The genetic component for these features was discovered to be in the range of 50 to 60%. The most remarkable raised-apart twin set in the Minnesota research, Jim Lewis and Jim Springer, were revealed to be so similar in the personality factors of tolerance, flexibility, and conformity that it was nearly difficult to tell them apart.
Even though the twin studies show that nature has a large impact, family influence is still important. Recent research has found that the personality attribute of conscientiousness, for example, has a far lower genetic link than the other personality qualities.
This means that a parent or educator could provide an intrinsically spontaneous kid with the skills she needs to demonstrate responsibility and self-discipline, so influencing her personality development.
It’s not simply the impact of one’s family that matters. In a recent British study, researchers discovered that genes account for 60% of the variation in a child’s disorderly conduct in school.
However, the environment played a far larger effect in London and other global hubs. Deprivation, housing, education, and even pollution levels, according to the study, may all affect how your DNA manifests itself as personality.
This leads us to another intriguing finding from the Minnesota twin study. Researchers discovered that identical twins who were reared apart are more similar than identical twins who were raised together.
Because together twins have the ability to detect their similarities and adjust their behaviour in order to be distinct from their siblings, they may successfully switch off their genes.
Nurture and Nature Together.
The dispute over whether our genes impact our personality boils down to nature vs. nurture, which is one of the oldest controversies in psychology.

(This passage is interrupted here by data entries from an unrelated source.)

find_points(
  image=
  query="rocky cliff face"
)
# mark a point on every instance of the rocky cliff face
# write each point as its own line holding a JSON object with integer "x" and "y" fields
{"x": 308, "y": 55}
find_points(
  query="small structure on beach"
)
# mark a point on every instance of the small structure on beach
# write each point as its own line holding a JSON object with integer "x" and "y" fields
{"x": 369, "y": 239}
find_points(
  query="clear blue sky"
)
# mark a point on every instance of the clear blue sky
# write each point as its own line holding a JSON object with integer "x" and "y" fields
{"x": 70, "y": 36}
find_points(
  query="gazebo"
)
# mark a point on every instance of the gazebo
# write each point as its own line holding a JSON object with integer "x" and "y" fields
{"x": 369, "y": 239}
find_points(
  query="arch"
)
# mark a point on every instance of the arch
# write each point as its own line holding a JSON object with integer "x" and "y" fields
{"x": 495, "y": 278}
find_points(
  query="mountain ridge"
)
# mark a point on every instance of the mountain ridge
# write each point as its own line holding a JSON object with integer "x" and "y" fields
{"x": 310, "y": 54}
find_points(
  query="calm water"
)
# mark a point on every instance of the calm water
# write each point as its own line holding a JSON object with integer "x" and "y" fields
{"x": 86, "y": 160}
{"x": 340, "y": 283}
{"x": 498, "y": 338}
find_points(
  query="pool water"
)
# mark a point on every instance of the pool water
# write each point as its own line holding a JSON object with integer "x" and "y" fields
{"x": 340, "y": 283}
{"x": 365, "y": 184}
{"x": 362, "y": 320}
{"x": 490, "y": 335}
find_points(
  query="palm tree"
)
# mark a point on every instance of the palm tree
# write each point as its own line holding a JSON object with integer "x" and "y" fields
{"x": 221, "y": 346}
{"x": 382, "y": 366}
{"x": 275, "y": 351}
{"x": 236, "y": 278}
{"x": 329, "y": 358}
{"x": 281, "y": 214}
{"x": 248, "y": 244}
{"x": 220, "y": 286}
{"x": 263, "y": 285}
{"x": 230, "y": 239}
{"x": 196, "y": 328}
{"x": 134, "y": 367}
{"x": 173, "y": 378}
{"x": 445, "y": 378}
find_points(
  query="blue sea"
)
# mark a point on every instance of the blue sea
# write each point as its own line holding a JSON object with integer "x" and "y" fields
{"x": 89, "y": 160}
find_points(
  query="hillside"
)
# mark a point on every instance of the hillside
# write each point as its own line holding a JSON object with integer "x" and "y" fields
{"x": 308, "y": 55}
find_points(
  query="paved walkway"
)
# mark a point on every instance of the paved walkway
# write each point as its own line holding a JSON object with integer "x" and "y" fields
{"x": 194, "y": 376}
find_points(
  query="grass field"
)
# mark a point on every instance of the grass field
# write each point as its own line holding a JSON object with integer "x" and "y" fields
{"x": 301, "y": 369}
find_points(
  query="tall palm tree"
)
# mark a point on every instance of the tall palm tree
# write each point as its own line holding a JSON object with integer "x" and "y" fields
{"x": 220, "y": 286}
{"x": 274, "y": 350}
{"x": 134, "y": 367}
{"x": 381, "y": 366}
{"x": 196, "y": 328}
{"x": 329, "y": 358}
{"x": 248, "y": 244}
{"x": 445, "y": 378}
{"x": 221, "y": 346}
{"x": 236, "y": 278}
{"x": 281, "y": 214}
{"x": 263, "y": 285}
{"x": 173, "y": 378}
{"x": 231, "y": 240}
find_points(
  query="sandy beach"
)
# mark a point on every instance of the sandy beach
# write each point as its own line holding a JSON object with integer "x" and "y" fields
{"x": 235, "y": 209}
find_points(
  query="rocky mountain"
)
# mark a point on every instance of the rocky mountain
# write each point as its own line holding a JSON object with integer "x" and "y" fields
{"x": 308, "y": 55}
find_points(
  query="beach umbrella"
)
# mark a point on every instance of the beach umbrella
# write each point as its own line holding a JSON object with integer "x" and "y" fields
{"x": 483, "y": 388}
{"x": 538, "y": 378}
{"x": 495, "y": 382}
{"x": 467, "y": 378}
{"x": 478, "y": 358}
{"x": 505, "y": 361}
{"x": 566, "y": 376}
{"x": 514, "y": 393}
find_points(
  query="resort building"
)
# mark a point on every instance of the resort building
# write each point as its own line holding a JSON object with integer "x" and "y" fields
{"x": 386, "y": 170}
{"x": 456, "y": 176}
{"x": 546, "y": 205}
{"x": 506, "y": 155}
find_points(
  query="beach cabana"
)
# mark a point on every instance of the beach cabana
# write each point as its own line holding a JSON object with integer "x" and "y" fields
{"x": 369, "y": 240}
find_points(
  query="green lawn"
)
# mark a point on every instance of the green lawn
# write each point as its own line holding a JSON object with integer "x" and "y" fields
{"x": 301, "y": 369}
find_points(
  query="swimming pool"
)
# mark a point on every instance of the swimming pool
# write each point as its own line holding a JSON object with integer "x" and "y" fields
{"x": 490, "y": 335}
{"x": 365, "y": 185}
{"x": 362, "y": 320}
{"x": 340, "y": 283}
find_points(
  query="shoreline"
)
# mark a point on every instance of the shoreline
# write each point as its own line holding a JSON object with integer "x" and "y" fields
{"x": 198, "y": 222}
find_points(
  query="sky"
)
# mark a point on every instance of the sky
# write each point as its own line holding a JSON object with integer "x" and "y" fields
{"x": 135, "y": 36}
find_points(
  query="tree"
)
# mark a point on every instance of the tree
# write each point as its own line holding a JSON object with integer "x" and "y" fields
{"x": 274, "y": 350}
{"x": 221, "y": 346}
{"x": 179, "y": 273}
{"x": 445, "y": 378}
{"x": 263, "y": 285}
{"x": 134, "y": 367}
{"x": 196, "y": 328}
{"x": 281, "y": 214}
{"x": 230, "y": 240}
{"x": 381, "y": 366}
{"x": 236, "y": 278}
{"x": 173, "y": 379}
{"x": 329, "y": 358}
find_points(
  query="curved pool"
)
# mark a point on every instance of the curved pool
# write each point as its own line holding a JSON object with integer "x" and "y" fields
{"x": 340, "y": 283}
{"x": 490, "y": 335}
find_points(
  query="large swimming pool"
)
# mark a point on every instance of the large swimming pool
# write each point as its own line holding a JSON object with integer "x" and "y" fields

Since Darwin realised that surviving means passing on the most capable genes to the next generation, it has dominated personality theory.
Children inherit eye colour, skin pigmentation, and susceptibility to certain illnesses from one or both parents, as well as unique personality traits. Personality is hardwired, and no amount of parenting can alter it.
The notion of nurture is in the other corner. According to the theory of nurture, the human mind is a blank slate, and the sum of your surroundings, learning, and experiences shapes you into the person you are today.
All of this suggests that, even if we do inherit certain aspects of our personalities, we aren’t doomed to live with them forever. There’s a good chance we can change our mood merely by changing our environment, or even by simple willpower.
Rather than asking if personality is influenced by nature or nurture, we should ask how much. How much of our personalities are determined by our genetics, and how much can we influence and alter over time? Is it even possible to put a number on anything with so many variables?
Biology and environment mould our personalities, and it’s nearly hard to retain an all-or-nothing mindset.
This blog post aimed to answer the question, “Do personality traits skip a generation?” and reviewed the concept of personality, personality traits and their link to genetics to help determine if personality traits can skip a generation. Please feel free to reach out to us with any questions or comments you may have.